The withdrawal of the Rs 500 and Rs 1,000 denomination bank notes may provide a strong impetus to greater use of the formal financial system - the banking system - for the intermediation of commercial transactions, especially in the retail segment, according to Moody’s Investors Service.

The global credit rating agency observed that the government move has meant that a large proportion of the population will have to access banking channels at least once, so as to convert their existing holdings into the new legal tender. The demonetised notes account for around 86 per cent of the existing currency in circulation and around 9.5 per cent of GDP.

For first-time users, studies have shown that they tend to keep using the banking system once they initiate the process. Therefore, Moody’s expects a material proportion of the first-time/very infrequent users to become more sticky customers of the banks. This development should also benefit the banking system in the form of a higher level of low-cost deposits, although this benefit may not be apparent on a near-term basis.

Cash deposits

In addition, retail payments systems, which remain dominated by the banks, will be a clear beneficiary of the demonetisation move as people may see these channels as being much more convenient compared to the hassle they may experience in transitioning to the new denomination notes.

The agency assessed that currently, the banks are experiencing significant inflows into their deposit base as customers deposit their existing holdings of the demonetised notes, a trend that will continue for the next 3-4 weeks. “But, as cash availability increases and the current restrictions on cash withdrawals are lifted, sharp declines in the deposit base will occur in the near future.

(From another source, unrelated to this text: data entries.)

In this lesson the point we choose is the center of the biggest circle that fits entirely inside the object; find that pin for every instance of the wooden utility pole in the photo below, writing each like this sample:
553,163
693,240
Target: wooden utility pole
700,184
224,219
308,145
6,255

“Once this volatily subsides and stability is achieved, possibly around three months from now, we estimate that bank deposits will increase by around 1-2 per cent compared to what they would have been without the demonetization scheme,” said Moody’s.

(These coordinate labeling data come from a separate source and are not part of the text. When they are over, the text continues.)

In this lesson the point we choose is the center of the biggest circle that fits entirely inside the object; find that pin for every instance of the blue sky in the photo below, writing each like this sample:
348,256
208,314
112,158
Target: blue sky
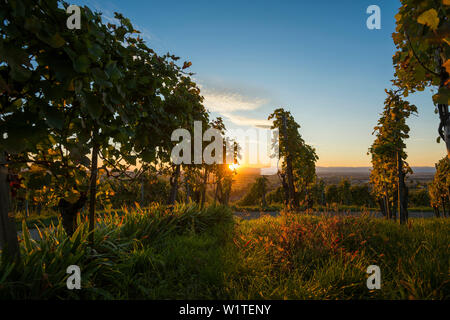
314,58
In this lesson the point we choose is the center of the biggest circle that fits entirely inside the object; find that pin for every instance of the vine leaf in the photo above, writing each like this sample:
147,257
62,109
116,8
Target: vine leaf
429,18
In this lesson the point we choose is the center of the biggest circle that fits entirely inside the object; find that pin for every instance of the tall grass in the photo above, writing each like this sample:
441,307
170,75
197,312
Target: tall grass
320,257
125,247
187,253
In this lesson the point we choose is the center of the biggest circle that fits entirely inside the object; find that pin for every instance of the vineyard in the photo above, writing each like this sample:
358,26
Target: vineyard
94,173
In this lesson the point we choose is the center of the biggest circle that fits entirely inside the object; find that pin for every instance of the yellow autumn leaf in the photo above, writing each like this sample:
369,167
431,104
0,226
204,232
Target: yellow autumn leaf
429,18
446,65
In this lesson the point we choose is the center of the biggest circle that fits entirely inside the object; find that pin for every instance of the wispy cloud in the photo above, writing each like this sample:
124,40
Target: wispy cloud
246,121
230,100
217,101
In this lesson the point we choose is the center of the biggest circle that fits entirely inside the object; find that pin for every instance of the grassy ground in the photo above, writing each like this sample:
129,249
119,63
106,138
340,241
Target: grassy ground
191,254
328,208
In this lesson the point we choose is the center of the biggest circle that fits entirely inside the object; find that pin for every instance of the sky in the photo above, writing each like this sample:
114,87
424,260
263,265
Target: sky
316,59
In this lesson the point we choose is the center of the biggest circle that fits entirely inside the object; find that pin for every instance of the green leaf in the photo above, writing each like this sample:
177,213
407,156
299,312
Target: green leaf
56,41
429,18
54,118
81,64
20,73
93,105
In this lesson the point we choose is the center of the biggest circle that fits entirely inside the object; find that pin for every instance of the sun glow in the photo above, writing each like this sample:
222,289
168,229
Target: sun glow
233,166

The agency’s expectation of a relatively low level of increase in deposits is based on the assumption that the role of cash – as a medium of transaction – will not change materially in the near term in India's economy.

However, as the cash intensity of the economy reduces over the medium term, driven by a combination of the informal economy coming into the ambit of the formal one and a higher proportion of cashless payments, bank deposit levels may benefit in a more meaningful fashion, it added.

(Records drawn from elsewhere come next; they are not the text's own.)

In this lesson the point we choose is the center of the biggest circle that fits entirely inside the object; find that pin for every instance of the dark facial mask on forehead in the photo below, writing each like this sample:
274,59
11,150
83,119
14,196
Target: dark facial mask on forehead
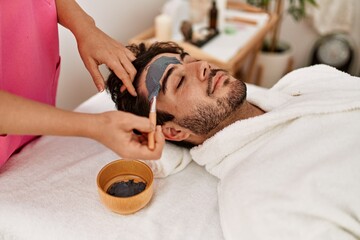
156,71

LAP and MFIs: asset quality to deteriorate

Apart from the impact on funding conditions, Moody’s expects asset quality to deteriorate in the loans against property (LAP) segment. A significant part of the LAP client base would have an informal economy component and may be impacted by demonetization. The impact would be even more if lenders turn cautious on this segment as easy refinancing has played a key part in putting a lid on non-peforming loans (NPLs) in this segment.

The micro-finance segments would be impacted significantly during the transition from the old notes to the new ones as transactions in this segment are predominantly cash based. However, once the transition is completed, asset quality may stabilise.

Moody’s assessed that the broader asset quality of the banking system would be impacted if economic conditions remain affected beyond the transition period. Both corporate and SME customers remain fragile, and are not in a position to absorb a sustained period of economic weakness.